Владимир тоже знал про человечество, но ничего не знал про себя. Особенно сейчас, сегодня. Ему стало смешно и грустно: в полутёмной комнатке, захламлённой отъездом, в спящем литовском городе гигантской коммунистической империи сидят, затаившись, двое из самых презренных представителей рода человеческого – шпионы, то ли немцы, то ли русские, согласившиеся работать на американцев, и, не в силах разрешить трудную для них задачу о смысле собственной жизни, пытаются решить аналогичную, но более лёгкую, как им кажется, для всего человечества.
- Ого! Скоро три, - посмотрел на часы Владимир. – Мне пора.
- Всё же едешь?
- Надо, - поднялся несговорчивый брат. – Ты знаешь, я ехал к тебе в полной растерянности, готов был в панике бежать не только в восточную Россию, но и на любой другой конец Земли. А послушав, понял: от себя не убежишь. Ты напомнил о самых главных достоинствах настоящего человека: чувстве собственного достоинства и чувстве долга. От них никуда не денешься, не убежишь и не спрячешься.
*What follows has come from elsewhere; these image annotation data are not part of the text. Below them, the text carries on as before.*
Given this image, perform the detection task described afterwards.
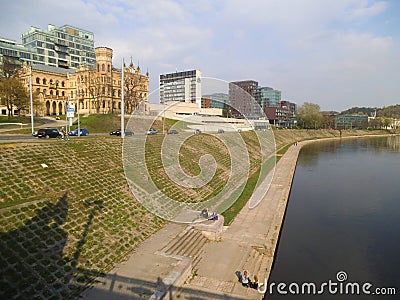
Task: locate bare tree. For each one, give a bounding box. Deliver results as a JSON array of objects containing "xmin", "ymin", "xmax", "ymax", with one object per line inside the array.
[
  {"xmin": 0, "ymin": 77, "xmax": 29, "ymax": 118},
  {"xmin": 124, "ymin": 67, "xmax": 146, "ymax": 114}
]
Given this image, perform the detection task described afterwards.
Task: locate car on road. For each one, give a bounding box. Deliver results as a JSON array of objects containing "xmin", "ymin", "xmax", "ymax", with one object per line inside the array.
[
  {"xmin": 167, "ymin": 129, "xmax": 178, "ymax": 134},
  {"xmin": 110, "ymin": 128, "xmax": 133, "ymax": 136},
  {"xmin": 68, "ymin": 128, "xmax": 89, "ymax": 136},
  {"xmin": 146, "ymin": 128, "xmax": 158, "ymax": 135},
  {"xmin": 37, "ymin": 128, "xmax": 61, "ymax": 139}
]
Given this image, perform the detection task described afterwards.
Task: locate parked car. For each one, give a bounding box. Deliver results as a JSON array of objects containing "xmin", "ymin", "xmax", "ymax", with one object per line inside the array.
[
  {"xmin": 37, "ymin": 128, "xmax": 61, "ymax": 138},
  {"xmin": 110, "ymin": 128, "xmax": 133, "ymax": 136},
  {"xmin": 167, "ymin": 129, "xmax": 178, "ymax": 134},
  {"xmin": 68, "ymin": 128, "xmax": 89, "ymax": 136},
  {"xmin": 125, "ymin": 129, "xmax": 133, "ymax": 136},
  {"xmin": 146, "ymin": 128, "xmax": 158, "ymax": 135}
]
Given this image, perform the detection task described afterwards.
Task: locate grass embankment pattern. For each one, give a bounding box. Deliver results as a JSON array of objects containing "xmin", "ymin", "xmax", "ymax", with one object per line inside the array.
[
  {"xmin": 0, "ymin": 130, "xmax": 388, "ymax": 299},
  {"xmin": 0, "ymin": 138, "xmax": 164, "ymax": 299}
]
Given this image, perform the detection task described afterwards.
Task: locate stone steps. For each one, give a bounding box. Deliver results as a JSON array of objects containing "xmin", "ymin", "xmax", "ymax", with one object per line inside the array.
[{"xmin": 162, "ymin": 227, "xmax": 207, "ymax": 262}]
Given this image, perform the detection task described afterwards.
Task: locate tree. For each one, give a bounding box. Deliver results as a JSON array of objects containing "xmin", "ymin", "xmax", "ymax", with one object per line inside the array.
[
  {"xmin": 0, "ymin": 77, "xmax": 29, "ymax": 118},
  {"xmin": 297, "ymin": 102, "xmax": 324, "ymax": 128},
  {"xmin": 124, "ymin": 63, "xmax": 147, "ymax": 114}
]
- Не помню, чтобы я так глубоко копал.
- Тебе и не надо было говорить прямо. Ты расшевелил их во мне, и я рад, что они сохранились, и не всё потеряно с определением цели жизни.
- Давай, объясняй, может, и меня из тупика выведешь.
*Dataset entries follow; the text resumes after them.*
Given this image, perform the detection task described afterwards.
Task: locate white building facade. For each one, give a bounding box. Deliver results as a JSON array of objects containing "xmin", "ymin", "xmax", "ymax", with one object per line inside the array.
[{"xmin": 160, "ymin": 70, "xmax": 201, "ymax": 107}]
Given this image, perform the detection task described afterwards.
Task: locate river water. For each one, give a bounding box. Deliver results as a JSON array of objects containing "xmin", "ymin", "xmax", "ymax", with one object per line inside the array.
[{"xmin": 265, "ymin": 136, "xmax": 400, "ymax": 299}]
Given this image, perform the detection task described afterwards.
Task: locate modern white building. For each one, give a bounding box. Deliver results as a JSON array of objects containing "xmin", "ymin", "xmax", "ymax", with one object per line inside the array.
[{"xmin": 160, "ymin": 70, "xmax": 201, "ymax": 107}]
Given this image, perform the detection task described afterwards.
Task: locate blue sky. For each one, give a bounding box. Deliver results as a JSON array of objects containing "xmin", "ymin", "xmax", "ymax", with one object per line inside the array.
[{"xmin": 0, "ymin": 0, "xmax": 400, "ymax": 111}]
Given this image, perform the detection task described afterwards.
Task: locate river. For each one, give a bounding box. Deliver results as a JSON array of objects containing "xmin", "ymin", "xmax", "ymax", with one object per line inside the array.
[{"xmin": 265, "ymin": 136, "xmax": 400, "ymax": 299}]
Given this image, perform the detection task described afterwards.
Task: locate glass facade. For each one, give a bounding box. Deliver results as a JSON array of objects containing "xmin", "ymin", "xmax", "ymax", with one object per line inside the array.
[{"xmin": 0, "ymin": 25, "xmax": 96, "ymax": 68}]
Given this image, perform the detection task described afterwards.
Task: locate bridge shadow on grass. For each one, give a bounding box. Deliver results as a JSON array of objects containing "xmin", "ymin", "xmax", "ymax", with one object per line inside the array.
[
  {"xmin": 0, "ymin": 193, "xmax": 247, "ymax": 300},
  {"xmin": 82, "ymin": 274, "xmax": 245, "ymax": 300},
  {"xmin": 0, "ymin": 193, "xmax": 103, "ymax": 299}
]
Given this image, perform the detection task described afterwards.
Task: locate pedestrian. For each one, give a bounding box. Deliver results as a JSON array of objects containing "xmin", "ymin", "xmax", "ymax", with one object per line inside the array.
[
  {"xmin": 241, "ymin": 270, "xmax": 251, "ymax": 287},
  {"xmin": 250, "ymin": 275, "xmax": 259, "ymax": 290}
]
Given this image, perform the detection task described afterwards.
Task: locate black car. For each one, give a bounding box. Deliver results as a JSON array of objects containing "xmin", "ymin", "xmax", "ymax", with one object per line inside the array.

- Всё просто. – Владимир слегка разгорячился, воодушевлённый вниманием – ему тоже была приятна логическая игра. – Ты убеждаешь, что нам не следует знать, зачем мы живём. Согласен. Но знать, как надо жить сейчас, сегодня, не откладывая на завтра, мы обязаны. Вот и объяснение, простое и понятное. Сейчас я твёрдо знаю, что должен, обязан, чего бы мне ни стоило, обеспечить Вите, сыну Виктора, подарившего мне жизнь ценой собственной, нормальное детство – не уличное, как у тебя, и не казарменное, как у меня. А потому надо вернуться, хотя бы на короткое время, и убедиться, что Шатрова согласна стать доброй мачехой, или подыскать новую семью, и она есть на примете. Есть и другие долги, но они мельче, и если меня возьмут, не буду отчаиваться, что остался должником.
- Согласен. Шпарь дальше, дальше должно быть занятнее.
- Ты про чувство собственного достоинства? Без него долгов не отдашь – захочется увильнуть, простить себя за слабость. Мой домохозяин, бывший партизанский комиссар, а с недавнего времени и бывший член партии, убеждённый коммунист и не менее убеждённый атеист, определил его, однако, по-христиански коротко и доходчиво: если уверен, что невиновен и прав – иди на крест, иначе потеряешь душу. Я решил идти.
- Для меня не подойдёт – слишком заковыристо. Желаю тебе лёгкого креста.
- И потом: для меня Германия – единственная родина, вне зависимости от того, русский я или немец, и её никакими удобствами не заменишь. И ещё: я не до конца разуверился в американцах – а вдруг не обманут?
- Лучше скажи: авось.
- Ладно, не придирайся и не кипятись. Ты ведь мне брат?
- Не сомневайся. Дай-ка мне адреса в Минске, где я могу узнать о тебе, когда поеду мимо.
Владимир назвал адреса автобазы, порекомендовав обратиться к Ирине, Сергея Ивановича и ресторана Марины.
- Точнее узнаешь у Вайнштейна, - пошутил невесело.
- Надо будет, узнаем и у него, - пообещал Немчин.